NO CLAIM OR CAUSE OF ACTION, REGARDLESS OF FORM, ARISING OUT OF OR IN CONNECTION WITH THIS AGREEMENT MAY BE BROUGHT BY CLIENT MORE THAN TWELVE (12) MONTHS AFTER THE FACTS GIVING RISE TO THE CAUSE OF ACTION HAVE OCCURRED, REGARDLESS OF WHETHER THOSE FACTS BY THAT TIME ARE KNOWN TO, OR REASONABLY OUGHT TO HAVE BEEN, DISCOVERED BY CLIENT.
(b) Regarding notifications and reports that FrikinTech provides to Client as part of the Services, FrikinTech grants to Client a nonexclusive, non-assignable, non-transferrable license to use such notifications and reports solely in accordance with the terms and conditions of the applicable Services documentation and this Agreement.
19. Notices.
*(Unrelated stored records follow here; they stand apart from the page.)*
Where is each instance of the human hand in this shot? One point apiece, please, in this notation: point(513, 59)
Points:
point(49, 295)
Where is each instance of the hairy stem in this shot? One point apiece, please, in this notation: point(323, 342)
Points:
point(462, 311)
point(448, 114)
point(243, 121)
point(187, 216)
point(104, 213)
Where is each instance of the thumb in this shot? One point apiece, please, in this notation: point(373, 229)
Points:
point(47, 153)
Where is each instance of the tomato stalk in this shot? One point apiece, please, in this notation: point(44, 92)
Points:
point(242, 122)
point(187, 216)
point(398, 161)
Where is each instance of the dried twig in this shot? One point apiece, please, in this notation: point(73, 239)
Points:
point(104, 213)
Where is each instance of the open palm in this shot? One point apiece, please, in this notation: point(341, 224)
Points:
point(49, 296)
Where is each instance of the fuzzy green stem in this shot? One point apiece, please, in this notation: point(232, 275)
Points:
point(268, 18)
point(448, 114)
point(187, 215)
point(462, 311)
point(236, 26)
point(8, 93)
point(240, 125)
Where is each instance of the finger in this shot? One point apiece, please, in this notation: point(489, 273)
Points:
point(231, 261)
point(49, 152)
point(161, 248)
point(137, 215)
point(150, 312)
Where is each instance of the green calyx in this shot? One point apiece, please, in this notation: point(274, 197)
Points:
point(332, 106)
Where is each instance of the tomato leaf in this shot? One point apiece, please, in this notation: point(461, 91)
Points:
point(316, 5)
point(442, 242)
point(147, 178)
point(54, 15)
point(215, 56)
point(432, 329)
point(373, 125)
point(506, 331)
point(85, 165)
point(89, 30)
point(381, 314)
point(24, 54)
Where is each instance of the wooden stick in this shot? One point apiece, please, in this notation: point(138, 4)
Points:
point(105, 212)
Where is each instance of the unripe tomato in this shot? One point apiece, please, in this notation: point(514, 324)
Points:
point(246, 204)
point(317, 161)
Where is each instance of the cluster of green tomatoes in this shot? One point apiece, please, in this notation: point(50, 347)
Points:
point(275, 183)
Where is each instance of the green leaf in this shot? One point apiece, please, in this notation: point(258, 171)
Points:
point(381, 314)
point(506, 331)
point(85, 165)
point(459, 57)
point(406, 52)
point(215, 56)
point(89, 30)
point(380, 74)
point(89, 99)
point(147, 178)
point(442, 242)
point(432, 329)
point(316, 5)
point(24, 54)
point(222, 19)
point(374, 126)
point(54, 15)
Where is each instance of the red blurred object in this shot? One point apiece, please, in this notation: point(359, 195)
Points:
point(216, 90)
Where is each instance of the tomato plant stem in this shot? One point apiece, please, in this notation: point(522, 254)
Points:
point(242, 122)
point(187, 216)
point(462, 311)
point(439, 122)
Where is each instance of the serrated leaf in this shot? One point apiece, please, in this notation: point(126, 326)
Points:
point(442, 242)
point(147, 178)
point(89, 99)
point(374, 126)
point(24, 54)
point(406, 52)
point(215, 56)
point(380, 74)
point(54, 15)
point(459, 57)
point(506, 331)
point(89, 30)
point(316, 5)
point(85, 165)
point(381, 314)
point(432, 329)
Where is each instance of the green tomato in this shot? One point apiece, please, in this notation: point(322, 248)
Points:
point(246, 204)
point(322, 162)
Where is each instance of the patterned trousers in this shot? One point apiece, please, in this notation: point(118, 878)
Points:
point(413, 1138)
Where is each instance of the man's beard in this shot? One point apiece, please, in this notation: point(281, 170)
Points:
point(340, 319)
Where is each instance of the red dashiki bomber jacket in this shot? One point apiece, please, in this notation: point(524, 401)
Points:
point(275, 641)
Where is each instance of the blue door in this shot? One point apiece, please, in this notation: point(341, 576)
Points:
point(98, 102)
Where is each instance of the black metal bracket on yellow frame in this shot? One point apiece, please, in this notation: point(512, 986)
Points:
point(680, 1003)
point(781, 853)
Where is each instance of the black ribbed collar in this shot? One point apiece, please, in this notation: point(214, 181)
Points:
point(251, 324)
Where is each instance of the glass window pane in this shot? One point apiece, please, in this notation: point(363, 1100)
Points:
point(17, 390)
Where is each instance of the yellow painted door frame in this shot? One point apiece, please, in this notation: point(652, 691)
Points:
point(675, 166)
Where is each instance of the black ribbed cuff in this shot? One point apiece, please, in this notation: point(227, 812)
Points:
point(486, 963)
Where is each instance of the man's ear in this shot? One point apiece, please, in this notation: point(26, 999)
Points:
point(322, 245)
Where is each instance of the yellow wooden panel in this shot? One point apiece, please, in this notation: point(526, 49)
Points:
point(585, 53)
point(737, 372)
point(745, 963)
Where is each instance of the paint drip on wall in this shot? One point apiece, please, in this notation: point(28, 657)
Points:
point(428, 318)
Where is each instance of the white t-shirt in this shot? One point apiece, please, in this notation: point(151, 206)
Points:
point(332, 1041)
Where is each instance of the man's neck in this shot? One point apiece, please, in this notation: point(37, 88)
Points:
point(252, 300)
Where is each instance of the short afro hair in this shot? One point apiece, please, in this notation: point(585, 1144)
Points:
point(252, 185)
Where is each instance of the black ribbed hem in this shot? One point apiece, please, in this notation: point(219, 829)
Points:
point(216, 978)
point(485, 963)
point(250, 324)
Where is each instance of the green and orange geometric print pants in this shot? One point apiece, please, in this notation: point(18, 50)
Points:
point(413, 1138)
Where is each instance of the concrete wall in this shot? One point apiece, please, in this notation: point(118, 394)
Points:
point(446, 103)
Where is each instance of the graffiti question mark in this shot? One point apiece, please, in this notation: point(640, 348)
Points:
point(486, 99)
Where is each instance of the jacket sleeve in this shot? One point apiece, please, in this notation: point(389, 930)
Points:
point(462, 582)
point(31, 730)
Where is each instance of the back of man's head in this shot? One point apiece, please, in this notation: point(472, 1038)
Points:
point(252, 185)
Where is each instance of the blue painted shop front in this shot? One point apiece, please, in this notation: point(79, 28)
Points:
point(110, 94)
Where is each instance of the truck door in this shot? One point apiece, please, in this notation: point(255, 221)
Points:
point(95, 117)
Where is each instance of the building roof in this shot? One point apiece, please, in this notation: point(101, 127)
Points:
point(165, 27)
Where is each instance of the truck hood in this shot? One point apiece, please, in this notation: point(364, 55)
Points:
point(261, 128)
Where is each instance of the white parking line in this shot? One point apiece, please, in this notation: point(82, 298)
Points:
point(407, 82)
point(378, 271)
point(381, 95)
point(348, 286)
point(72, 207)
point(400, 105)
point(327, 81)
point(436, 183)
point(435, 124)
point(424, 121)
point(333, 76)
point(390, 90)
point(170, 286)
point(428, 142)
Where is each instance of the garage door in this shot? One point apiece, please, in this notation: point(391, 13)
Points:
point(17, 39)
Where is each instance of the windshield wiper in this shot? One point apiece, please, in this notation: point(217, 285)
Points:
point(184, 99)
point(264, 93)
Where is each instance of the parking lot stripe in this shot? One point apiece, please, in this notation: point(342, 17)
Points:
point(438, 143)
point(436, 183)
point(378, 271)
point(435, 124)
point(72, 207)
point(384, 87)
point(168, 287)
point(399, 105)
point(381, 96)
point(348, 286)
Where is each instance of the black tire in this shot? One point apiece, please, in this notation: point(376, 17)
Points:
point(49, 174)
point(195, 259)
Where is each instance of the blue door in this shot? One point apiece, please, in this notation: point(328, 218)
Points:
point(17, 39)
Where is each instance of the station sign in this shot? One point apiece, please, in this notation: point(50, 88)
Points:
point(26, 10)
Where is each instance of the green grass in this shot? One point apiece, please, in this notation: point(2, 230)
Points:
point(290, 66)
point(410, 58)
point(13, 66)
All notices under this Agreement will be in writing and delivered (i) personally, (ii) by registered or certified mail, postage prepaid, or (iii) by overnight courier service to the following addresses of the respective Parties.
If to Client: to the contact information provided on the Proposal or as subsequently provided in writing by the Client.
If to FrikinTech, Inc.: FrikinTech, Inc., 28 Walnut St, Suite 230, Williston, VT 05495, Attention: CFO.
The notice shall be effective as of (i) the date of delivery if the notice is sent by personal delivery, overnight commercial courier or other guaranteed delivery, (ii) five (5) days after the date of posting if the notice is transmitted by registered or certified mail.
THIS AGREEMENT CONTAINS AN AGREEMENT TO ARBITRATE. CLIENT UNDERSTANDS THAT, BY SIGNING THE AGREEMENT, NEITHER PARTY WILL BE ABLE TO BRING A LAWSUIT CONCERNING ANY DISPUTE THAT MAY ARISE WHICH IS COVERED BY THE ARBITRATION PROVISION, UNLESS IT INVOLVES A QUESTION OF CONSTITUTIONAL OR CIVIL RIGHTS. INSTEAD, THE PARTIES AGREE TO SUBMIT ANY SUCH DISPUTE TO AN IMPARTIAL ARBITRATOR.